Unreleased recordings from The Temptin' Temptations sessions:
- "Come Back My Love" (Berry Gordy, Robert Gordy) (lead singer: Eddie Kendricks) - produced by Berry Gordy, Jr.
- "Nobody But You" (Clarence Paul, Sylvia Moy) (lead singer: Eddie Kendricks) - produced by Clarence Paul
- "That'll Be The Day" (Henry Cosby, Moy, Stevenson) (lead singer: David Ruffin) - produced by Henry Cosby & William "Mickey" Stevenson
These three songs have subsequently been released.

==Personnel==
The Temptations
- David Ruffin – vocals (baritone/tenor/falsetto)
- Eddie Kendricks – vocals (tenor/falsetto)
- Paul Williams – vocals (second tenor/baritone)
- Melvin Franklin – vocals (bass)
- Otis Williams – vocals (second tenor/baritone)
with:
- The Andantes – additional backing vocals on "Just Another Lonely Night" and "That'll Be the Day"
- Jimmy Ruffin – additional backing vocals on "Born To Love You"

Producers
- Smokey Robinson – "Since I Lost My Baby", "The Girl's Alright with Me", "My Baby", "You've Got to Earn It", "Don't Look Back", "I'll Be in Trouble" and "You're the One I Need", Executive Producer
- Norman Whitfield – "The Girl's Alright with Me", "Everybody Needs Love", "Girl (Why You Wanna Make Me Blue)" and "I Gotta Know Now"
- William "Mickey" Stevenson and Ivy Jo Hunter – "Just Another Lonely Night" and "Born to Love You"

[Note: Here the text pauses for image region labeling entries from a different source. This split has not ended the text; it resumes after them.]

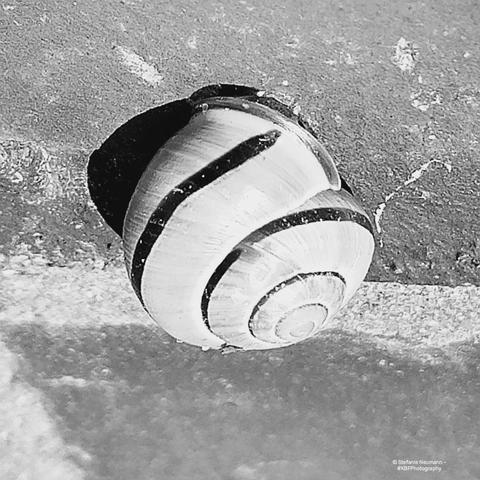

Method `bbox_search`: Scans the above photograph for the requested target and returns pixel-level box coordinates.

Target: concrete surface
[0,0,480,480]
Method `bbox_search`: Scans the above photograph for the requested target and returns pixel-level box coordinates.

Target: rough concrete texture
[0,0,480,480]
[0,0,480,285]
[0,264,480,480]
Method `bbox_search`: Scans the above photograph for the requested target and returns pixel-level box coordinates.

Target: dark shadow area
[4,325,480,480]
[87,84,352,236]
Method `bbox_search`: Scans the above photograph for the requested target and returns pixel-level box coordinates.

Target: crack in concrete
[374,159,452,247]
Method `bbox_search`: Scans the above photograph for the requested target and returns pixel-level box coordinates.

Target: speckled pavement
[0,0,480,480]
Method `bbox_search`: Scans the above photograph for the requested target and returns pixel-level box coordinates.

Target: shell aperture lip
[131,130,281,303]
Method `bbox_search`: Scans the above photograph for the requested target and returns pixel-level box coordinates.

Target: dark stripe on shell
[202,208,373,336]
[202,248,242,324]
[248,207,373,243]
[130,130,281,303]
[248,272,345,338]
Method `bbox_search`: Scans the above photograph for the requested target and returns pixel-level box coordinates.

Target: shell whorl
[123,94,374,349]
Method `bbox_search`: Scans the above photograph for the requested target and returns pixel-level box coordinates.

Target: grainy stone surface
[0,0,480,480]
[0,0,480,285]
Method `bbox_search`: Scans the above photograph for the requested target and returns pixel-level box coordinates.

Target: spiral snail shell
[89,86,374,350]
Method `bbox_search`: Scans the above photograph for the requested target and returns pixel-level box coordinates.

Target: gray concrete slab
[0,0,480,285]
[0,0,480,480]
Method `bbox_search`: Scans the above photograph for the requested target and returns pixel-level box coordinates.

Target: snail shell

==Chart and singles history==

| Title | Information |
|---|---|
| "I'll Be in Trouble" | Gordy single 7032, April 29, 1964; B-side: "The Girl's Alright With Me"; |
| "Girl (Why You Wanna Make Me Blue)" | Gordy single 7035, August 20, 1964; B-side: "Baby, Baby I Need You"; |
| "Since I Lost My Baby" | Gordy single 7063, June 1, 1965; B-side: "You've Got to Earn It"; |
| "My Baby" | Gordy single 7047, September 30, 1965; B-side: "Don't Look Back"; |

| Name | Chart (1964–1965) | Peak position |
|---|---|---|
| The Temptin' Temptations | U.S. Billboard Pop Albums | 11 |
| The Temptin' Temptations | U.S. Top R&B Albums | 1 |
| "I'll Be in Trouble" | U.S. Billboard Pop Singles | 33 |
| "I'll Be in Trouble" | U.S. Cash Box R&B Singles Chart | 22 |
| "The Girl's Alright With Me" | U.S. Billboard Pop Singles | 102 |
| "The Girl's Alright With Me" | U.S. Cash Box R&B Singles Chart | 39 |
| "Girl (Why You Wanna Make Me Blue)" | U.S. Billboard Pop Singles | 26 |
| "Girl (Why You Wanna Make Me Blue)" | U.S. Cash Box R&B Singles Chart | 11 |
| "Since I Lost My Baby" | U.S. Billboard Pop Singles | 17 |
| "Since I Lost My Baby" | U.S. Billboard R&B Singles | 4 |
| "You've Got to Earn It" | U.S. Billboard Pop Singles | 123 |
| "You've Got to Earn It" | U.S. Billboard R&B Singles | 22 |
| "My Baby" | U.S. Billboard Pop Singles | 13 |
| "My Baby" | U.S. Billboard R&B Singles | 4 |
| "Don't Look Back" | U.S. Billboard Pop Singles | 83 |
| "Don't Look Back" | U.S. Billboard R&B Singles | 15 |

- Note: There was no Billboard R&B singles chart from November 1963 until January 1965. Most discographies include R&B information from Cash Box magazine to fill in the gap in the R&B chart, as is done here with the 1964 releases.